Köyün konumu
Yenişehir ilçe merkezinin güneydoğusunda Bilecik il sınırının yakınında bulunmaktadır. Tarihi ve doğa güzellikleri ile yaklaşık 475 mt rakımda konumlanmıştır. Kuzeydoğusunda bulunan Yarhisar köyü mesafe olarak çok yakınında olup, iki köyün arası 1 km kadardır. Güneyinde Abadiye ve Çiçeközü arazileri, batısında Yazılı arazileri ile sınırı bulunur. Yenişehir'e mesafesi yaklaşık olarak 14 km'dir. İlçe merkezinden İnegöl yolu istikameti takip edilerek şehri çıkmadan sol tarafa yakın çevre yoluna sapılıp OSB yanından, Mahmudiye Köyü üzerinden ulaşılabildiği gibi, Subaşı köyü içerisinden geçilip Yazılı üzerinden de köye varmak mümkündür. Daha çok tercih edilen yol Mahmudiye üzerinden devam eden yoldur.
İsminin kökeni
Eski kayıtlarda Karaomca (Kara-Omca), Kara-Amca ve hatta Karayonca gibi isimlerle anılan köyün isminin kökeni hakkında birkaç farklı sav bulunmaktadır.

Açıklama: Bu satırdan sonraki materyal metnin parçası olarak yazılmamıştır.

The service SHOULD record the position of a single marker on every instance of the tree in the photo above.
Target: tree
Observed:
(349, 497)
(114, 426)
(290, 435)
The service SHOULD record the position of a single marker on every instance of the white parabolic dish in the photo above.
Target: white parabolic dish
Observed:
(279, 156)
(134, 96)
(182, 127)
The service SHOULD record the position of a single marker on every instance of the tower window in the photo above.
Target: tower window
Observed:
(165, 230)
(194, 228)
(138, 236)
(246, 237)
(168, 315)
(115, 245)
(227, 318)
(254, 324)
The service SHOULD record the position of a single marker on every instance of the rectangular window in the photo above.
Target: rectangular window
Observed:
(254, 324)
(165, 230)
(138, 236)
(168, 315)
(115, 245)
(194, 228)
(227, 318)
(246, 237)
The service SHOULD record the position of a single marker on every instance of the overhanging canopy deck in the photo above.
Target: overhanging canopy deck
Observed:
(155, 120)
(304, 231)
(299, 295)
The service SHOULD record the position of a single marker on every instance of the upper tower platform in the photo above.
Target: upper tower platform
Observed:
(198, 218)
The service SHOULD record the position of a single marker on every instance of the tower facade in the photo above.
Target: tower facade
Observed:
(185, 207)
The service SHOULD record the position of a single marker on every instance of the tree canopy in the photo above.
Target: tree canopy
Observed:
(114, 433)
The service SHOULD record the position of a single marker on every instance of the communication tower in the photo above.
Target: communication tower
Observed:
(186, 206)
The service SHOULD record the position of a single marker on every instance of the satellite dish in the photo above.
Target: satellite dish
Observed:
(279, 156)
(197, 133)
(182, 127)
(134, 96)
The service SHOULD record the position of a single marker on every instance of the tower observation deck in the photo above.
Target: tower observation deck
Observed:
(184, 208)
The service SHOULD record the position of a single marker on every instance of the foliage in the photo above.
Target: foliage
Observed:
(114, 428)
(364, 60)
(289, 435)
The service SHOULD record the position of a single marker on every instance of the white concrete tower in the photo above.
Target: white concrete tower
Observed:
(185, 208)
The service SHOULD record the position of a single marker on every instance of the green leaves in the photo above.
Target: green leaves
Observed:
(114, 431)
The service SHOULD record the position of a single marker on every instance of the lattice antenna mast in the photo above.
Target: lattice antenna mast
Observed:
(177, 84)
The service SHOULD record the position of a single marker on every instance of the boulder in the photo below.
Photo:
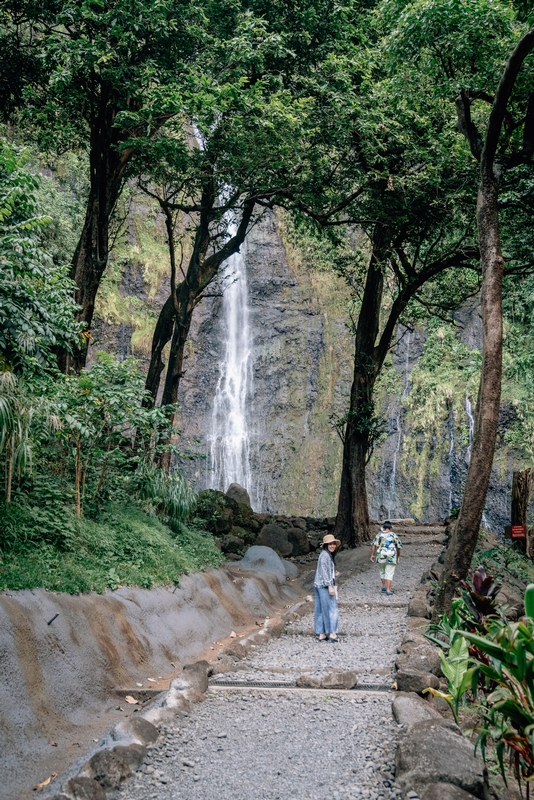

Osman Gazi'nin silah arkadaşlarından olan, Yarhisar ve Bilecik kalelerinin alınmasında büyük yararlığı bulunan Bizans'a ait Harmankaya tekfuru iken Müslümanlığa geçen Köse Mihal ile ilişkilendirilmektedir. Kaplanoğlu'na göre köy ismini Köse Mihal (Kara Mihal)'den almıştır. Köse Mihal'in Yarhisar'ın alınmasına olan faydasından dolayı bu köy ona verilmiş, Orhan'ın babasının arkadaşı olduğu içinde "Kara-amca” olarak anıldığından bu adı almıştır.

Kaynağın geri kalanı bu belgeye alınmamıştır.